If I can I like to be able to visualise in a commonsense way the thermodynamic principles behind the various types of engine cycle. As I see it the variation in CR is not the controlling factor in Otto cycle efficiency – it is the ER. As I see it, the temperature after compression alone (that is; without the burning of fuel) is not a “real” temp gain – after the following expansion stroke the temp returns to its initial value. The final temp after compression and combustion is the sum of the temp from compression plus the temp increase from the burning fuel. Increasing the CR may raise the final compression+combustion temp but after expansion the temp rise due to compression cancels itself out. Thus, the way I see it, only the heat gain from combustion is subject to the ER – the increased CR is merely a way of exposing the heat released by combustion to an increased ER. The heat released by combustion would seem to me to be independent of CR etc.
As one of my old thermodynamics textbooks remarks after deriving the formula for Otto cycle efficiency – “It will be noticed that the only variable in this equation is the expansion ratio r”. It seems to make a point of not saying “compression ratio r”.
Does the increasing the CR raise the peak cylinder temp by more than that which results from compression alone? I don’t see how it could.
The above is more of a suggestion than a statement – I am not totally sure about what I have written – perhaps you have a different view on these matters.
 
BigClive,
I don't think there's anything technically incorrect with what you are saying.

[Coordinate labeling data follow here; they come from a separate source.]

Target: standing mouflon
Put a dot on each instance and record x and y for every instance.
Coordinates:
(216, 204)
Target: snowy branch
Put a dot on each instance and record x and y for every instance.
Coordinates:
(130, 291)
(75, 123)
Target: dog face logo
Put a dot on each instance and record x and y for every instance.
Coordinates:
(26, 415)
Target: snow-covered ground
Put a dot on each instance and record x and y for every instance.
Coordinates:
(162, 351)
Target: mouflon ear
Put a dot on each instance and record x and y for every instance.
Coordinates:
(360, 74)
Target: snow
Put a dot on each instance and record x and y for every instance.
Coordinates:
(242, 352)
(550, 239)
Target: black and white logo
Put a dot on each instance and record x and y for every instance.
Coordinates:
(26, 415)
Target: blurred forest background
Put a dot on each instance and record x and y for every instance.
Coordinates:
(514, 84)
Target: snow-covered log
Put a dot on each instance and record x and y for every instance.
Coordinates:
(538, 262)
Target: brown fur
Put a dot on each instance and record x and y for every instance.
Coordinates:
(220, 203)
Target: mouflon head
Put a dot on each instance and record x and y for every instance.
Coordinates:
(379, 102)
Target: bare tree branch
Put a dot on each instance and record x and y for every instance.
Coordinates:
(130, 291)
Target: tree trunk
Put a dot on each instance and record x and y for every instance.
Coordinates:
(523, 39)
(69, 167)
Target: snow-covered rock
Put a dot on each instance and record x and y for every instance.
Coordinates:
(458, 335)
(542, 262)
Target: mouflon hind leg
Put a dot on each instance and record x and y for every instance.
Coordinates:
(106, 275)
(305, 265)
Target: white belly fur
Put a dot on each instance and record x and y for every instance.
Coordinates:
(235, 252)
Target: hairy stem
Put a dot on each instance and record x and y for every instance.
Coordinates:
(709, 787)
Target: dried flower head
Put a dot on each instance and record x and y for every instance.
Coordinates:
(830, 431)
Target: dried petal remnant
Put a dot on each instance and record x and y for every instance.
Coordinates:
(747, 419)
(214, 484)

Here is why I wouldn't state things that way - first if I make an engine with high CR relative to low CR, and run the thing without fueling it, the exhaust temperature of the high CR is higher than the low CR. Entropy dictates that less useful work is performed, unless that heat is what you were after.

Second, the efficiency gains are due to the Carnot temperature differences. Remember that, although doubling compression only doubles temperature (even less, actually), it also increases the Carnot efficiency meaning you can get more useful work out of the combustion. There are also some ancillary temperature effects, like reaction rate positive feedback, that drive your peak temperatures higher than might be indicated by the CR alone. So you affect the high side of Carnot with the high CR. You can affect the low side of Carnot with a high ER, but note that for a nominal engine, as stated above, the diesel will result in a higher post ER temperature (all other things being equal such as the same charge temperature and moles). Atkinson tries to go deeper, but that's not what I see as the thrust of this discussion.

OK, so the useful work is available due to Carnot, but you have to recapture it mechanically in some fashion, and that happens during the expansion period, so that could be a way to state this. I just think it's odd to think of this as an expansion ratio effect when the ER relative to CR is the same for a nominal gasoline or diesel. However, as I stated, I'm not sure anything you are saying is technically incorrect.